Question

a standardized exams scores are normally distributed. in a recent year, the mean test score was 20.8 and the standard deviation was 5.7. the test scores of four students selected at random are 14, 21, 9, and 37. find the z - scores that correspond to each value and determine whether any of the values are unusual.
the z - score for 14 is - 1.19. (round to two decimal places as needed.)
the z - score for 21 is 0.04. (round to two decimal places as needed.)
the z - score for 9 is . (round to two decimal places as needed.)

Explanation:

Step1: Recall z - score formula

The formula for the z - score is $z=\frac{x-\mu}{\sigma}$, where $x$ is the data - point, $\mu$ is the mean, and $\sigma$ is the standard deviation. Here, $\mu = 20.8$ and $\sigma=5.7$.

Step2: Calculate z - score for $x = 9$

Substitute $x = 9$, $\mu = 20.8$, and $\sigma = 5.7$ into the formula: $z=\frac{9 - 20.8}{5.7}=\frac{-11.8}{5.7}\approx - 2.07$.

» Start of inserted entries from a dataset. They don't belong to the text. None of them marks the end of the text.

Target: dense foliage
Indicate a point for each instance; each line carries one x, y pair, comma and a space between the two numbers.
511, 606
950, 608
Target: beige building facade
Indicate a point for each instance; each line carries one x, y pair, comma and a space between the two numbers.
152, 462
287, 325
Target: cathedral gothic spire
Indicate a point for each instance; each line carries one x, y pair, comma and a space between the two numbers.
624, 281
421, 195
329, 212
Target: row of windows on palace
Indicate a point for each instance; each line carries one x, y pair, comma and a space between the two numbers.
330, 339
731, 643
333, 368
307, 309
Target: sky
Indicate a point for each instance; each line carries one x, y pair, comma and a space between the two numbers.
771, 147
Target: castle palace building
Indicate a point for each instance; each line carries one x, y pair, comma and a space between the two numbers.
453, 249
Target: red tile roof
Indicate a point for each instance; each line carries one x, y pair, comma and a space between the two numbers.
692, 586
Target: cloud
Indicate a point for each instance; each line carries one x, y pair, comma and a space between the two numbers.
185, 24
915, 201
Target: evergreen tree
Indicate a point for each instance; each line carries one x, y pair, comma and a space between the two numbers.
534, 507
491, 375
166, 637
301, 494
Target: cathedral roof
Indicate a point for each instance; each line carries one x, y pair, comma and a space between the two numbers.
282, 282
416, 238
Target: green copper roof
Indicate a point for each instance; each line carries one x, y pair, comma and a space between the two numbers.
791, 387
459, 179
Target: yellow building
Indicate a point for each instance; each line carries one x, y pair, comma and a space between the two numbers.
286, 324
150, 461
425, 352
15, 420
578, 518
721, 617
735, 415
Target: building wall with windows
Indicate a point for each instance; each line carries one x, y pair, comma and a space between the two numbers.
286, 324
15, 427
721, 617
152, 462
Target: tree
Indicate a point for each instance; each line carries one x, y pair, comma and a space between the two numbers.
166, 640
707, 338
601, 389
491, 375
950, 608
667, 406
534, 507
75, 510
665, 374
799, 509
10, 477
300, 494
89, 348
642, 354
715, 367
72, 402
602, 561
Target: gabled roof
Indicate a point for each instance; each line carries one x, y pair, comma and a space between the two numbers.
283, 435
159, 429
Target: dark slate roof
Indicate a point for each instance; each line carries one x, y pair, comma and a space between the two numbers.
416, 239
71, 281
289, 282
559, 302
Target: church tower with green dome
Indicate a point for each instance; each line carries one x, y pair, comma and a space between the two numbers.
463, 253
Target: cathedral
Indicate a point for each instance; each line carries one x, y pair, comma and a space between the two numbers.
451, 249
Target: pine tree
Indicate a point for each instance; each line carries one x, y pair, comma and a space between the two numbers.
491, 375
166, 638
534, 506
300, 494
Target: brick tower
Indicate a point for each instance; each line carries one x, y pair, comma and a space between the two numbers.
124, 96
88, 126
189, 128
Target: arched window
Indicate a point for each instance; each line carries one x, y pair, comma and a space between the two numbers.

Step3: Determine if values are unusual

A value is considered unusual if its z - score is less than - 2 or greater than 2. The z - score for 9 is approximately - 2.07, so the score of 9 is unusual. The z - score for 14 is - 1.19 (not unusual), the z - score for 21 is 0.04 (not unusual). For the fourth value, if we calculate the z - score for $x = 37$: $z=\frac{37-20.8}{5.7}=\frac{16.2}{5.7}\approx2.84$. Since $2.84>2$, the score of 37 is unusual.

Answer:

The z - score for 9 is approximately - 2.07. The unusual values are 9 and 37.